In hindsight it would have been much more elegant to have jumps between cuisines in the order given by the flavortext, but I just didn't think of that. I think in the future, one of my own steps in editing will be, "Was there any part of the puzzle added out of pure necessity, and is there any way to make that more elegant?"

Thanks again for taking the time to write this!
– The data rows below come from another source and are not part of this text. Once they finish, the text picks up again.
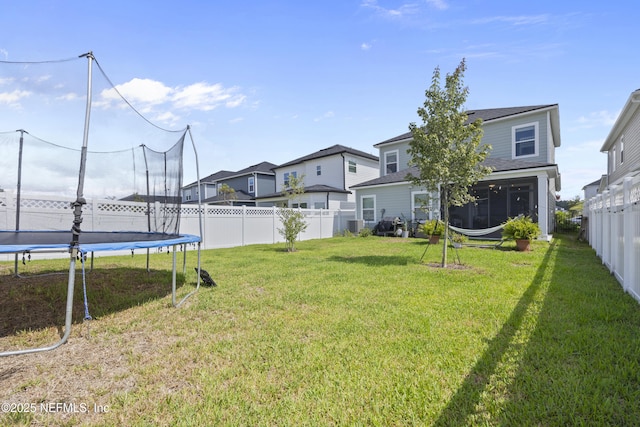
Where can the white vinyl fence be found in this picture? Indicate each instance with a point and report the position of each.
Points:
(614, 232)
(223, 226)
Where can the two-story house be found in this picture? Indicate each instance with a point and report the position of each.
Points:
(524, 180)
(248, 184)
(622, 145)
(328, 176)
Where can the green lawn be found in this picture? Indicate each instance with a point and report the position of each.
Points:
(345, 331)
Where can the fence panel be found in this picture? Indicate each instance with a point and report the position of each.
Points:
(614, 232)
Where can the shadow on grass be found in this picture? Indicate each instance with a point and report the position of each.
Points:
(463, 404)
(372, 260)
(37, 302)
(580, 365)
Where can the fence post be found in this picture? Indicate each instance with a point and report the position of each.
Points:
(273, 216)
(629, 234)
(244, 221)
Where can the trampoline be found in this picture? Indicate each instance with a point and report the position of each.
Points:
(90, 241)
(152, 202)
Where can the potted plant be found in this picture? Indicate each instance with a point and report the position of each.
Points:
(433, 229)
(523, 230)
(458, 239)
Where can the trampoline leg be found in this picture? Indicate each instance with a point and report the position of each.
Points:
(68, 317)
(174, 273)
(173, 279)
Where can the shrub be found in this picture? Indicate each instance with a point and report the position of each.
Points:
(365, 232)
(458, 238)
(521, 228)
(434, 227)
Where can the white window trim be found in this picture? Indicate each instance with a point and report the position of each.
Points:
(536, 140)
(355, 166)
(613, 160)
(285, 178)
(397, 162)
(369, 196)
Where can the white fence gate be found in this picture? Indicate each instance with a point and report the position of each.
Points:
(614, 232)
(223, 226)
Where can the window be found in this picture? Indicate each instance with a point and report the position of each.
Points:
(613, 159)
(525, 140)
(287, 175)
(422, 205)
(390, 162)
(368, 208)
(352, 166)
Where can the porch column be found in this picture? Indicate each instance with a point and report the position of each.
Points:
(543, 205)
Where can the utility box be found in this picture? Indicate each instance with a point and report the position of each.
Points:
(355, 225)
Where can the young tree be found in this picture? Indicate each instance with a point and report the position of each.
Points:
(292, 220)
(445, 148)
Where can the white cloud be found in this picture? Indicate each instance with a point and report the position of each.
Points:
(327, 115)
(138, 91)
(438, 4)
(146, 95)
(14, 97)
(597, 118)
(399, 12)
(71, 96)
(206, 97)
(515, 20)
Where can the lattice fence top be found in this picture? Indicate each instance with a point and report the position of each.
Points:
(120, 207)
(634, 194)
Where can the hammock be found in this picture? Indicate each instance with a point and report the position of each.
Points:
(479, 233)
(476, 233)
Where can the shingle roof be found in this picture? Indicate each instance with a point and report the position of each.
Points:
(263, 167)
(498, 165)
(486, 115)
(239, 197)
(310, 189)
(330, 151)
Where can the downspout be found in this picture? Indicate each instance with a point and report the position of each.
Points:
(344, 174)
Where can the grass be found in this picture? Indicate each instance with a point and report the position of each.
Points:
(346, 331)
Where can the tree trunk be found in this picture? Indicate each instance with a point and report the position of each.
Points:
(445, 215)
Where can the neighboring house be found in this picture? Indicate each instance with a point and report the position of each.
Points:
(524, 180)
(592, 189)
(328, 175)
(248, 183)
(622, 146)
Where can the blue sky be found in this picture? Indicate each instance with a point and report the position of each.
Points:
(275, 80)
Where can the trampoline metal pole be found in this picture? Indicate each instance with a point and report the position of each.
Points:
(68, 318)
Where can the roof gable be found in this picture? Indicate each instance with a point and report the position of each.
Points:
(330, 151)
(488, 115)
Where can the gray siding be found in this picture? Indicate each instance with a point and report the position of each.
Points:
(499, 136)
(631, 162)
(394, 199)
(403, 156)
(266, 184)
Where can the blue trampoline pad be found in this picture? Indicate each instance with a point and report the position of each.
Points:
(89, 241)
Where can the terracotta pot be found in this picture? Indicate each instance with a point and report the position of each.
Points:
(523, 245)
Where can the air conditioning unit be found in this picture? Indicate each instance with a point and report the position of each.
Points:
(355, 225)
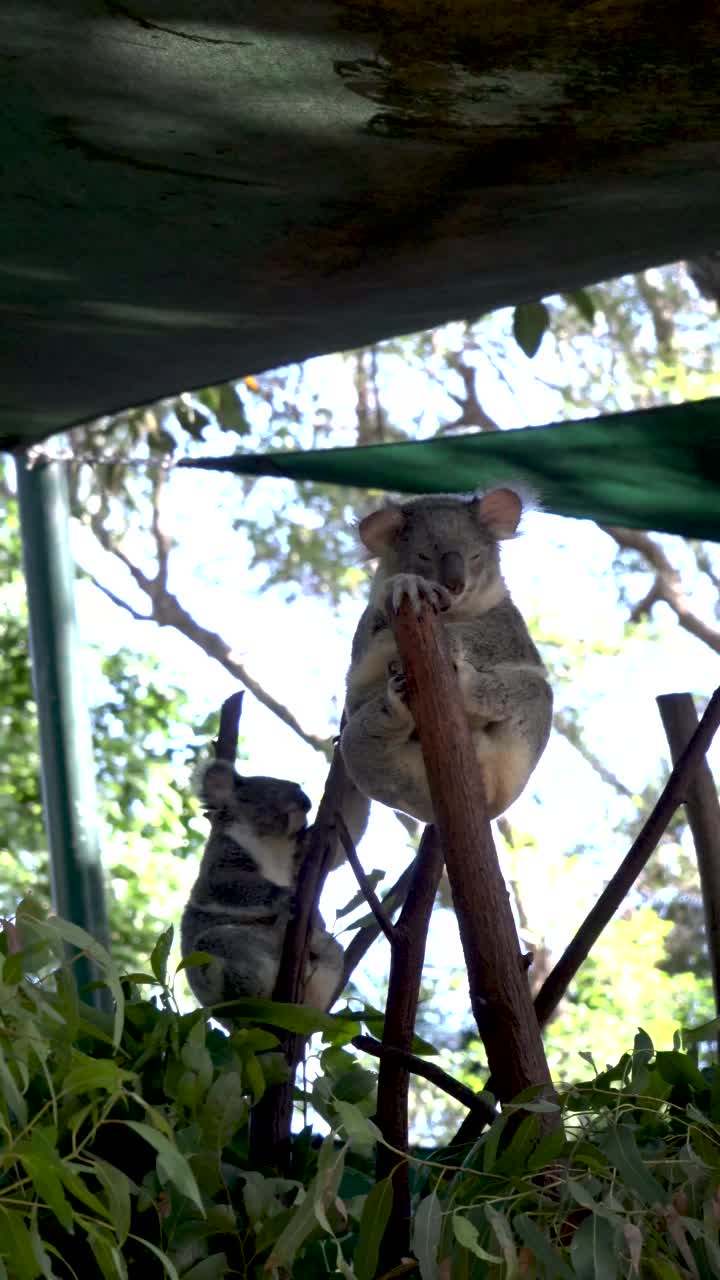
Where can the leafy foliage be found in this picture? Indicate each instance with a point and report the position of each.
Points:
(124, 1150)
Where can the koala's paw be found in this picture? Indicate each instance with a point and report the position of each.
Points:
(418, 592)
(397, 696)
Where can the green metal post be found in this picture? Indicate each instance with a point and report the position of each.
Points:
(65, 744)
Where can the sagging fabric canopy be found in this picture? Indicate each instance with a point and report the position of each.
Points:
(654, 469)
(192, 192)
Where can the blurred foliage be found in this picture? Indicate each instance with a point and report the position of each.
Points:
(126, 1148)
(144, 746)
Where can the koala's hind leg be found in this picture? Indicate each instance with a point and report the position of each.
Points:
(245, 964)
(324, 969)
(382, 753)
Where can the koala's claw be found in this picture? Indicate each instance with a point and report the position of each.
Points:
(418, 592)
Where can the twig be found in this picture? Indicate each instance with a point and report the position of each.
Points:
(499, 986)
(428, 1072)
(679, 720)
(365, 887)
(226, 741)
(615, 891)
(408, 954)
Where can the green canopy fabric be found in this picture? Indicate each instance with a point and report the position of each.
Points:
(654, 469)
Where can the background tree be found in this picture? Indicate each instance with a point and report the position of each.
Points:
(630, 343)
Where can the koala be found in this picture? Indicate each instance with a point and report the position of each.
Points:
(445, 549)
(242, 899)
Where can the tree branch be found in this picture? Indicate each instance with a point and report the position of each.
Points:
(668, 585)
(615, 891)
(408, 952)
(365, 887)
(364, 938)
(499, 986)
(168, 612)
(428, 1072)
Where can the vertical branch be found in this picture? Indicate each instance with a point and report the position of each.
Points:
(408, 954)
(645, 844)
(499, 986)
(679, 720)
(228, 732)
And sorry, Motris, for the extra comments on an already long thread. But I'm learning a lot from this feedback, so hopefully it's for the best!
motrismotris on January 26th, 2013 05:48 pm (UTC)
Re: My First Puzzles
No concerns with more comments here. I enjoy reading the stories of puzzles from both sides too so I'm glad to see some of that now happening.
受け継がれる意志doctorskuld on January 26th, 2013 10:38 am (UTC)
Re: My First Puzzles
Hey, I worked on I Left My Stomach in Salt Lake City, mostly because I grew up in SLC and was therefore familiar with the geography and the street layout of the city. The puzzle ended up unsolved, mostly because the solutions to each line were, by design, fairly non-unique. This ended up with me having duplicate restaurants for some of the ones that I'd found, as well as some that were possibly borderline correct (at one equation I ended up at a subway shop on 300S, wondering if that was supposed to be italian). I wish that some of the ambiguities could have been cleared up with better QC-ing. I had the right idea for drawing lines between the points on the maps, I was always one restaurant short in each category of a plot, you might say, and in hindsight that was pretty disappointing.
Mikey Gemengee on January 26th, 2013 05:59 pm (UTC)
Re: My First Puzzles
Thanks for the feedback! I'm sorry that it was a disappointing experience for you.
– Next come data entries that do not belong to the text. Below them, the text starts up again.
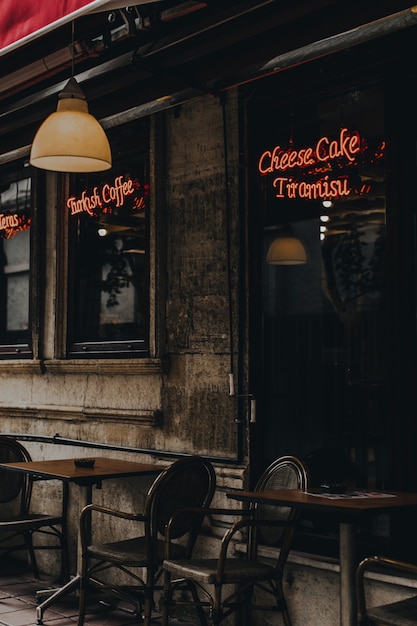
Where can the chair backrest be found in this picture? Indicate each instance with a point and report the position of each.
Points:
(14, 486)
(287, 472)
(188, 482)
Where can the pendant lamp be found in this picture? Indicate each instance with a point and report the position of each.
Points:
(71, 139)
(286, 249)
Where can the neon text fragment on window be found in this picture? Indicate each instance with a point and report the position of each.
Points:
(108, 196)
(320, 171)
(13, 223)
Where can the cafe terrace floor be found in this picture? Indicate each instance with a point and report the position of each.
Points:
(18, 604)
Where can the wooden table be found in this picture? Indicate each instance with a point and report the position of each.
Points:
(85, 477)
(348, 508)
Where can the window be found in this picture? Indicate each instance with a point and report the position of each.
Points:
(325, 359)
(15, 252)
(108, 256)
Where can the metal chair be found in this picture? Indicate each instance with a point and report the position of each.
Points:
(400, 613)
(188, 482)
(207, 580)
(18, 524)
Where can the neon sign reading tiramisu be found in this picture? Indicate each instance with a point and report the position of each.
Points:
(318, 171)
(107, 195)
(12, 223)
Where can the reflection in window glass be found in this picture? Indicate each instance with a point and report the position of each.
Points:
(109, 254)
(15, 222)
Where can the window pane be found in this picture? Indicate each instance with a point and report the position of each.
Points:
(109, 252)
(15, 223)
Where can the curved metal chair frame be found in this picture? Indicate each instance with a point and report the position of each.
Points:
(18, 524)
(401, 613)
(189, 482)
(205, 579)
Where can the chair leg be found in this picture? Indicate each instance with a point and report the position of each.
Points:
(244, 615)
(148, 605)
(166, 598)
(217, 609)
(199, 609)
(83, 591)
(33, 563)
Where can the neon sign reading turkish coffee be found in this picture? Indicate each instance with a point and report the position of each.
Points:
(108, 197)
(319, 171)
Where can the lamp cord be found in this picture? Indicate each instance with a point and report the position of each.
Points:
(228, 246)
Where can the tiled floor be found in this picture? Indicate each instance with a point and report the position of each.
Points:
(18, 605)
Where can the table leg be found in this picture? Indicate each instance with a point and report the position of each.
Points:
(347, 560)
(85, 497)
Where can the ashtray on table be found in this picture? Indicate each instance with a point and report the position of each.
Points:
(84, 462)
(333, 487)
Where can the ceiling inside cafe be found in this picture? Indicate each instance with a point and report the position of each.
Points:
(167, 50)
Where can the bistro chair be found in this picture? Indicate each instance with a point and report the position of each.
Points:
(220, 586)
(18, 525)
(188, 482)
(400, 613)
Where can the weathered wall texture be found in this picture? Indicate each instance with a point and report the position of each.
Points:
(197, 407)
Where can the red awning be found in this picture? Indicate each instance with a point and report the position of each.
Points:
(24, 20)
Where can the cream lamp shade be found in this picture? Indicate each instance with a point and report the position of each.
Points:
(71, 139)
(286, 249)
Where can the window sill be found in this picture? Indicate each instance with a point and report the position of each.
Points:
(86, 366)
(106, 366)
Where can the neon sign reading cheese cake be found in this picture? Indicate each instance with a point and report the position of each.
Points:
(316, 172)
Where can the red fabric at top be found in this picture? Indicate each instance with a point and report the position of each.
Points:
(22, 20)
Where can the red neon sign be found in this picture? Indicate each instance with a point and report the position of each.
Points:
(306, 173)
(347, 145)
(13, 223)
(107, 195)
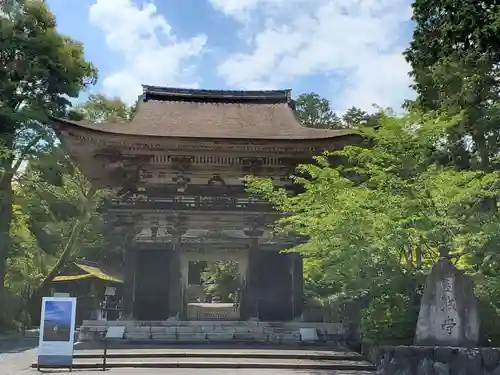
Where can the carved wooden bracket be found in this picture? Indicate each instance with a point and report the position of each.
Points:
(252, 165)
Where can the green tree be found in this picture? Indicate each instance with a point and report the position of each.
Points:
(375, 222)
(69, 202)
(39, 70)
(315, 112)
(98, 109)
(221, 279)
(455, 59)
(357, 118)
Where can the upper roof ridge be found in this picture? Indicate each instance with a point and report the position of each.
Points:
(204, 95)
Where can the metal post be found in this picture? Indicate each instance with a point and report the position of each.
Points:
(105, 354)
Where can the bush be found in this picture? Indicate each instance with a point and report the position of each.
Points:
(390, 319)
(11, 312)
(488, 294)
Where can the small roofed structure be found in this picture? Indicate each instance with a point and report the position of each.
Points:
(179, 165)
(97, 288)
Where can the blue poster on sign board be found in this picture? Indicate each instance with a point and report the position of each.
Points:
(57, 331)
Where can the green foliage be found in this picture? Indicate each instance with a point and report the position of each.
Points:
(40, 70)
(221, 280)
(315, 112)
(455, 56)
(100, 109)
(384, 215)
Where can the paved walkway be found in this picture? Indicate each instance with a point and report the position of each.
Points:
(16, 354)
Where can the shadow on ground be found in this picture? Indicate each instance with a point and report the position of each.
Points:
(17, 344)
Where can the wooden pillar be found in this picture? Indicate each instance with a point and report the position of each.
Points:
(176, 297)
(251, 293)
(129, 283)
(297, 284)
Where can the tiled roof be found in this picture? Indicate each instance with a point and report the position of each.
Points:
(186, 113)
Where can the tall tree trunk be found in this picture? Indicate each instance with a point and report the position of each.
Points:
(6, 200)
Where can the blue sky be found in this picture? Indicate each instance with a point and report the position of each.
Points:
(349, 51)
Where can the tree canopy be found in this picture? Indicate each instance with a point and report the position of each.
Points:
(39, 70)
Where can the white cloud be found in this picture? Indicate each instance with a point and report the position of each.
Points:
(151, 52)
(295, 38)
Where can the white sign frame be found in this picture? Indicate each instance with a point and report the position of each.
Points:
(57, 332)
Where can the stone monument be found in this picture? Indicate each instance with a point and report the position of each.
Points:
(449, 311)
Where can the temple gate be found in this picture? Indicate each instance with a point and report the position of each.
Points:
(178, 164)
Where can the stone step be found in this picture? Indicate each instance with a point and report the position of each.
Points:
(227, 363)
(208, 352)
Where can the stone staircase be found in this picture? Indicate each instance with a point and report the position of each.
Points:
(335, 362)
(209, 331)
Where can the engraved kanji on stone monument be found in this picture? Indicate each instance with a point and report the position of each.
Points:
(448, 325)
(449, 309)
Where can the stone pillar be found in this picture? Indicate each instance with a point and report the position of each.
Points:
(449, 311)
(129, 283)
We had two test solves, one of which looked at them as Diophantine equations as you did. They had a couple of incorrect identifications (which were later admitted to be their own mistakes), but they didn't find any extra restaurants (like the Subway that you found). Since we had two successful test solves, we pushed it through. I guess the lesson here is that if we have two test solves that use somewhat different processes, we might want to have a third. Unfortunately, I think we were running out of time.
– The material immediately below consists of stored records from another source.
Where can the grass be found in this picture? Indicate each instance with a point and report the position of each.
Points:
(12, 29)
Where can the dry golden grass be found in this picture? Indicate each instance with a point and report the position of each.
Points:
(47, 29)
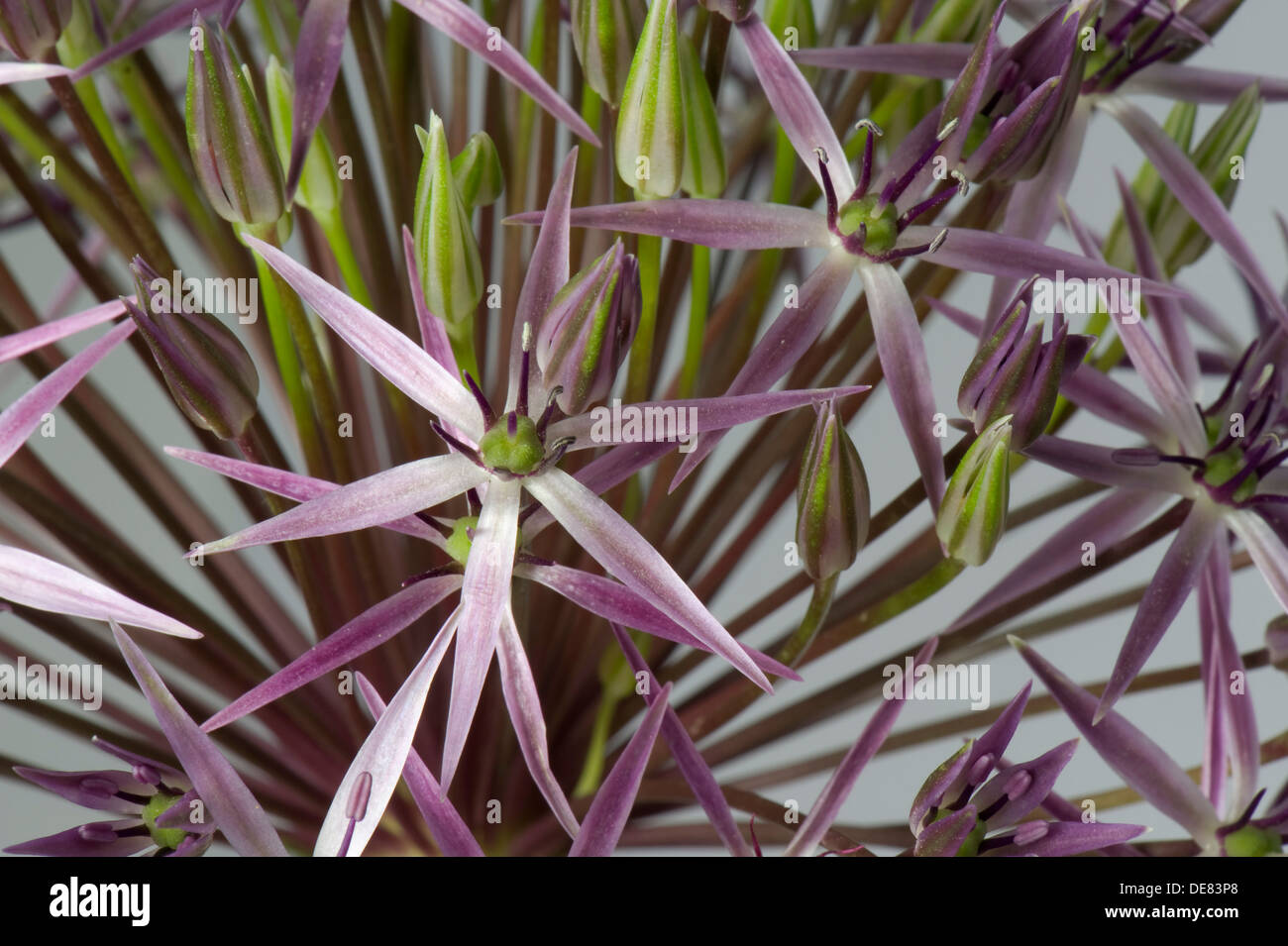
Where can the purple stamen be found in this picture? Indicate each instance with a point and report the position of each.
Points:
(484, 407)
Thanks again for taking the time to write this! I'm definitely learning a lot from these writeups!
JennyElfjennyelfenmass on January 27th, 2013 06:47 pm (UTC)
Re: My First Puzzles
I worked on and solved both Season Changes and Streetcar.
Season Changes, my sister figured out the Simpsons key and when I got back from Spice Girls, I figured out the indexing. So I found that one pretty clean and easy.

I took Streetcar from start to finish in about 2 hours or so with a few extra hands. It was one of the few puzzles I was able to pick up, start, and finish w/out having to put it down and is one of the ones I labeled as "nice and clean". As a result, I liked it. It required only 1 "Aha" for the most part which was a nice change of pace.